Mano a mano con Ramiro Tejeda: de la cocina del Petrarca Padova a la realidad de Los Caranchos

El Head Coach del club de Wilde y Mendoza vivió una semana de inmersión total en el staff profesional del club italiano. Invitado por su amigo Víctor Jiménez, Tejeda analizó cómo trasladar la excelencia europea al rugby amateur de Rosario: «El conocimiento está al alcance de todos, solo hay que tener la cabeza abierta».

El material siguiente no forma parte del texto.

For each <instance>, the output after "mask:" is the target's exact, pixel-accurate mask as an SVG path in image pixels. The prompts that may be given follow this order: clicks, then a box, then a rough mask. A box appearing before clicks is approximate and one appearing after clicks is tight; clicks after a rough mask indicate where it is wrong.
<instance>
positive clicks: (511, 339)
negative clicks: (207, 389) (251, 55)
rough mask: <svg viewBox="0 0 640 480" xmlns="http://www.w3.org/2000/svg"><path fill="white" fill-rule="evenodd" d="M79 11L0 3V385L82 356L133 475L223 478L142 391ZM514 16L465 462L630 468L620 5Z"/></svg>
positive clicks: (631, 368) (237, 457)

Lo que empezó como un viaje familiar para visitar a su hijo en Valencia, terminó convirtiéndose en un «posgrado» intensivo de rugby de elite. Ramiro Tejeda no se conformó con ver un partido desde la tribuna; se calzó la ropa de entrenamiento y se integró como uno más al staff del Petrarca Rugby, uno de los estandartes del Top 10 italiano.

La llave de entrada tiene nombre y apellido: Víctor Jiménez. El ex Caranchos, hoy Head Coach del equipo de Padova, abrió las puertas de su estructura de par en par. «Fue una experiencia realmente enriquecedora. Estuve metido en la planificación del día a día, en las reuniones de equipo, del staff e incluso en las charlas con el psicólogo», le contó Ramiro a LichiNews.

El mito del profesionalismo inalcanzable

Una de las grandes conclusiones que se trae Tejeda de Italia es que la distancia entre un club profesional y uno amateur como el de Fisherton no es tan grande en cuanto a la pasión y el esfuerzo, sino en la gestión de los detalles.

«Se puede adaptar. En nuestros clubes trabajamos mucho tiempo, pero lo que vi allá es un profesionalismo extremo para que no se escape ningún detalle: estar encima del jugador, la conexión continua entre el PF y los entrenadores… muchas de esas cosas ya las intentamos implementar en Caranchos gracias a que Víctor ya estuvo con nosotros hace unos años», analiza Tejeda.

Jugadores iguales en todo el mundo

Para Ramiro, la esencia del jugador de rugby es universal, sin importar si cobra un sueldo o si paga la cuota del club:

  • La diversión: «El jugador profesional nunca pierde la esencia de querer divertirse entrenando fuerte».
  • La solidaridad: «Esa cuestión de poner el cuerpo por el compañero y estar a disposición del equipo se ve en ambos niveles».
  • La receptividad: «Me encontré con tipos súper abiertos a mejorar, exactamente igual que en nuestros clubes».

El desafío: Abrir la cabeza

¿Cómo se traslada ese «Mundo Petrarca» a Rosario? Para Tejeda, la clave no es el presupuesto, sino la humildad de los entrenadores. «Lo más difícil es encontrar gente con la cabeza abierta para entender que el conocimiento no es de nadie. Hay que saber que uno puede estar equivocado en su forma de trabajar y estar dispuesto a discutir con pares para encontrar lo mejor para el equipo».

Ramiro Tejeda volvió de Padova con la confirmación de algo que en LichiNews pregonamos siempre: el rugby es, ante todo, un puente. «Esta posibilidad surge a través de los amigos, de gente de buena leche que te muestra cómo trabaja sin egoísmos».